Friday, Apr. 12, 1963
PERSONAL FILE
sb "He was born accident-prone and money-prone." A friend thus describes Eduardo Barreiros Rodriguez, 43, the chainsmoking Spanish industrialist who, in partnership with Gulf Oil, is busy building a network of 500 auto service stations across Spain. As a struggling mechanic in the provinces, Barreiros lost four fingers in mishaps. But in 15 years, he parlayed his family auto repair shop into a $670 million industrial empire (diesel engines, machinery, electrical equipment) that ranks among Spain's six largest private enterprises. Barreiros has just signed a contract to produce diesel engines, trucks and tractors in Colombia. He still lives in a modest apartment and sticks to his simple success formula: "Produce more to make more money, so you can buy more machinery to produce even more."
sb To mild-mannered Toshio Inoue, 62, chairman of the Tokyo Stock Exchange, there was nothing inscrutable about last week's dizzy stock-buying splurge in Japan. Said Inoue, unruffled: "The bull market is here to stay for some time, and considering the circumstances, I believe it is natural." After a long career in banking--he was vice governor of the Bank of Japan before becoming exchange chairman in 1961--Inoue himself had a hand in one of the most immediate circumstances causing the market's hyperactivity. As he advised, the government lifted all restrictions on the repatriation of investments in Japanese securities by foreigners, one of the necessary steps toward full Japanese membership in the Organization for Economic Cooperation and Development.

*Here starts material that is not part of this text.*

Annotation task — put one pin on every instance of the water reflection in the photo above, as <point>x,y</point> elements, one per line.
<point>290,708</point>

sb With hands that are calloused from bricklaying yet adept at painting, Georg Leber, 42, chairman of West Germany's 450,000-man construction workers' union, recently signed a labor contract new in German industry. Instead of the usual one-year term and flat wage increase, it runs two years and pegs wage rises to estimated growth in national product and the cost of living. Other German unions are howling about the potential loss of bargaining power, but Leber's own well-paid workers seem happy. Leber, a Social Democratic Deputy, brings to labor relations a new style of social partnership, always moving, as associates describe his tactics, "in a framework of economic possibilities."